À Conakry, le ministre du Plan, de la Coopération internationale et du Développement, Ismaël Nabé, a échangé ce 26 février avec l’ambassadeur de la Chine en Guinée, SEM Sun Yong. Au centre des discussions : l’état d’exécution des engagements bilatéraux et l’accélération de plusieurs projets à fort impact économique et social.

La rencontre a permis de passer en revue l’avancement des chantiers en cours, notamment la livraison d’équipements agricoles et de bus de transport urbain, ainsi que la relance du Palais de la Culture. Les deux parties ont également abordé le suivi de la convention de financement signée en début d’année pour des projets sociaux, avec un accent mis sur le respect des calendriers et l’optimisation de l’exécution.
Parmi les dossiers structurants évoqués figure la reprise du projet du barrage de Fomi, avec une approche présentée comme mieux maîtrisée sur les plans technique et financier. Ce projet énergétique, attendu de longue date, s’inscrit dans la stratégie nationale de renforcement des capacités de production et de sécurisation de l’approvisionnement électrique.
Les échanges ont aussi porté sur l’Institut de coopération triangulaire Sud-Sud, instrument appelé à consolider les partenariats entre pays en développement, ainsi que sur la présentation d’une variété de riz hybride cultivée à Koba, dans la préfecture de Boffa. Ce volet agricole illustre la volonté affichée de promouvoir le transfert de technologie et de soutenir la productivité locale.

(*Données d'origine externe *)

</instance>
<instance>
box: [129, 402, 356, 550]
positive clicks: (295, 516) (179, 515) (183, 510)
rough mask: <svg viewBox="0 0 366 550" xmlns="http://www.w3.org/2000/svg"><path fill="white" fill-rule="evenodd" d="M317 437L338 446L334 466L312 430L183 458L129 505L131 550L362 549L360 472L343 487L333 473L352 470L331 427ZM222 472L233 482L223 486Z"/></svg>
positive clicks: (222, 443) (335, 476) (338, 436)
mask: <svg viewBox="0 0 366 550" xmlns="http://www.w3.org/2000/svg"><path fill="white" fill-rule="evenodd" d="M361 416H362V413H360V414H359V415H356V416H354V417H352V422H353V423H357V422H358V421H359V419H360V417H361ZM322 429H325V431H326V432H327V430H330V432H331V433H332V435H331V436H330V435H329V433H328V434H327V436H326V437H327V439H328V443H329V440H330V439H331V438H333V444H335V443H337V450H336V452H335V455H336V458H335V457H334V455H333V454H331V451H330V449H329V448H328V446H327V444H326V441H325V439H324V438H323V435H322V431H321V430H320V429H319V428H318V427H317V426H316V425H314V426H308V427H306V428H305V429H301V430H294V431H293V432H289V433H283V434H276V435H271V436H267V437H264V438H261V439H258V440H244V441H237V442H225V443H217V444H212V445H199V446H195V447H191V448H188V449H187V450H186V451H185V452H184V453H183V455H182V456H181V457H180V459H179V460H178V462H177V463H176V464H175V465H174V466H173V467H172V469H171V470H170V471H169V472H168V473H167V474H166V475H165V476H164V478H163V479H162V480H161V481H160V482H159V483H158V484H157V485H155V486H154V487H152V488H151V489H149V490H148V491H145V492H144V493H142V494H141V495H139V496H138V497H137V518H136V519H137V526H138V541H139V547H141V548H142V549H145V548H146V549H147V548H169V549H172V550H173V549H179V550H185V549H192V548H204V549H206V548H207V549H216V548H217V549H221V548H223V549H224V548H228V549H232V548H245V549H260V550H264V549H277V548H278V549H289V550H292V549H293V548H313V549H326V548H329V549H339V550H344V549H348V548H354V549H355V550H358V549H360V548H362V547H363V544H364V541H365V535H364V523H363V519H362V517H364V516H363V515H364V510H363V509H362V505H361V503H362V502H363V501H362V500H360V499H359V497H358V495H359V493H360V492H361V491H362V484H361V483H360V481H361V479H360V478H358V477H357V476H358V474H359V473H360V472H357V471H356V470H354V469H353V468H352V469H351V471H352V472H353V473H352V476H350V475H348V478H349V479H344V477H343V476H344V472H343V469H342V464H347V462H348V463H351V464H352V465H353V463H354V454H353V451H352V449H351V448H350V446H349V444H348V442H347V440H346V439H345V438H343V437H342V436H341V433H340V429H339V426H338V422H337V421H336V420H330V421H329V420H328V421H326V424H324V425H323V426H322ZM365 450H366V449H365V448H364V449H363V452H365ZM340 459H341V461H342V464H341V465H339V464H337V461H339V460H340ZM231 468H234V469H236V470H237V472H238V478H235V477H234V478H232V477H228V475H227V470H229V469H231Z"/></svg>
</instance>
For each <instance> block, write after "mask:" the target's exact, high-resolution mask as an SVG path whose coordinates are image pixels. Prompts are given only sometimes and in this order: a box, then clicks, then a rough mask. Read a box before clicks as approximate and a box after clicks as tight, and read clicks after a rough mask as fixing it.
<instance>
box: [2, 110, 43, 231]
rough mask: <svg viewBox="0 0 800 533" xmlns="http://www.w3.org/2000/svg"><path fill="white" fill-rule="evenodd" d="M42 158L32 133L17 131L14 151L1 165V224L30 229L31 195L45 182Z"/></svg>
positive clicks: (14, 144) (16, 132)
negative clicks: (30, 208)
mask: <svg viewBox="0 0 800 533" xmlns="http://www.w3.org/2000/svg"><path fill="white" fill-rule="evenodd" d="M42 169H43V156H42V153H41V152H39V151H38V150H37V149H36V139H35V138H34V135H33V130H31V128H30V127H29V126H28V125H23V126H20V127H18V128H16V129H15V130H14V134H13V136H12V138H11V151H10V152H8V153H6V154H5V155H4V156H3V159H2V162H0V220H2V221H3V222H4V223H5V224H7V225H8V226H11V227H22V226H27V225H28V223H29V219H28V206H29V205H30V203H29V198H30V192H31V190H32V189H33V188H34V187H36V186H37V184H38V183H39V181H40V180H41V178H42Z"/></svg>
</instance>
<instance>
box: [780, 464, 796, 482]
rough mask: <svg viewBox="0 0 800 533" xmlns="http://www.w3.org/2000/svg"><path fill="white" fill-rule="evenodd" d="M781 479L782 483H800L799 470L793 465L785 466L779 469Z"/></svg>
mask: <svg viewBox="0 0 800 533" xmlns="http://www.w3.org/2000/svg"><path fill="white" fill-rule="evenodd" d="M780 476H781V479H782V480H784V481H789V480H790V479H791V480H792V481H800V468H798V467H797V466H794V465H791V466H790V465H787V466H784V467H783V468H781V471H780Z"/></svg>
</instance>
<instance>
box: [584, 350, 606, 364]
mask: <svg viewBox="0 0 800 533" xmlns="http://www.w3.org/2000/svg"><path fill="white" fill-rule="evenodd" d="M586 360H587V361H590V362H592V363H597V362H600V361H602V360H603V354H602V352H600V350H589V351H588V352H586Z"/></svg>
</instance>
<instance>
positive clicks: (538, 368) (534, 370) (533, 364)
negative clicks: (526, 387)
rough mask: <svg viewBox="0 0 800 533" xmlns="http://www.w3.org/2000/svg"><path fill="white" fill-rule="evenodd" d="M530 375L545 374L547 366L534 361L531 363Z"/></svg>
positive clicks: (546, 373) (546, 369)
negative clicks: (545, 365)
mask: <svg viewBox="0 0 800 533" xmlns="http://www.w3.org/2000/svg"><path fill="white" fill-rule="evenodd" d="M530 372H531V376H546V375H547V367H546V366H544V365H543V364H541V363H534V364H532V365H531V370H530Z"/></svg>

Dans cette perspective, les autorités guinéennes ont encouragé un renforcement des investissements agricoles chinois en Guinée, en privilégiant les mécanismes favorisant la montée en compétences, l’innovation et la création de valeur ajoutée sur le territoire national.
Cette séquence diplomatique s’inscrit dans un partenariat qualifié de stratégique par les deux capitales, marqué par une diversification des secteurs d’intervention : infrastructures, énergie, agriculture, transport et projets sociaux.

À l’heure où Conakry cherche à consolider ses fondamentaux macroéconomiques et à accélérer la transformation structurelle de son économie, la coopération avec Pékin demeure un levier central de financement et de mise en œuvre des projets de développement.